“Pity you’re on duty all this afternoon and evening! But I’m going to Mass to-morrow, sure. If you go to the eight I’ll meet you and tell you all I know,” Cis suggested.

“All right; that’s fine!” Nan’s face brightened. “It’s time I went home to lunch, if I’m to be at the office by one. Remember, you’re to spend to-morrow night with me. Oh, Cis! Your last night!”

“Oh, I don’t know! I look forward to many more nights, Nanny, and some of them with you!” laughed Cis, persistently cheerful.

Cis dressed for her call on Miss Jeanette Lucas with more trepidation than she would have been willing to acknowledge. She looked exceedingly well in setting forth, all in white; plain-tailored linen skirt; fine hand-wrought shirt-waist; a simple white hat of soft straw, with a soft white bow on one side its sole trimming; her masses of glowing, shining red hair emphasized by its snowy setting.

Cis noted her effects in the mirror with approval.

“Not so bad, Cicely, my dear,” she said aloud. “Neat, but not gaudy—except your hair!

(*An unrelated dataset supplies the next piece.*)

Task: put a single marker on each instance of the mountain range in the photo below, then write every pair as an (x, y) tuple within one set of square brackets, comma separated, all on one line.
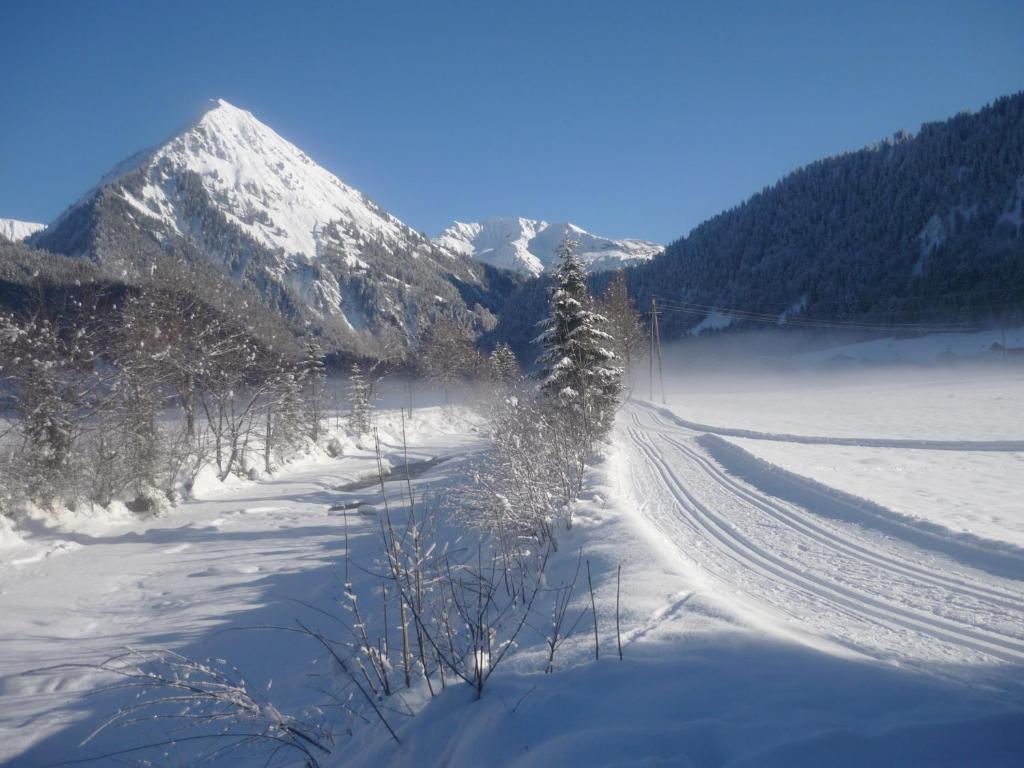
[(15, 230), (529, 247), (926, 227)]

You’re not in the least a beauty, but you look kept-together, and I’m not ashamed to walk out with you, Miss Adair!”

She nodded at her reflection in the glass, sighed as she took up gloves, which she detested, and ran downstairs, dreading her coming call, yet afraid of being unpunctual.

The Lucas house stood back from the street behind its tall trees, screened from its surroundings, although its neighborhood was the best in town. “The old Lucas place” was a landmark, built shortly after the building of the Republic; it had been finished in time to entertain Lafayette when he had returned to see the new order which his youthful love of adventure had helped to establish on the western continent. It had been deemed a pity that the old estate was exposed to the danger of ultimate transformation into a Roman Catholic institution by the conversion of its present owner to the Faith of France, a Faith which might do very well for French heroes, born to it, but did not do at all for unheroic Americans.

It was an unwarranted anxiety that apprehended such a transformation for the stately house; besides Jeanette, his oldest daughter, Robert Lucas had an older married son, three younger boys and two younger girls, so that heirs were not wanting to save the house from a Sisterhood, nor was its neighborhood falling off to bring about a desire on the part of the Lucas family to sell it.

Cis went up its broad front walk to its wide, simply beautiful front door, impressed and quieted by the repose, the certainty of fundamental things, which reached her even on the exterior of the house.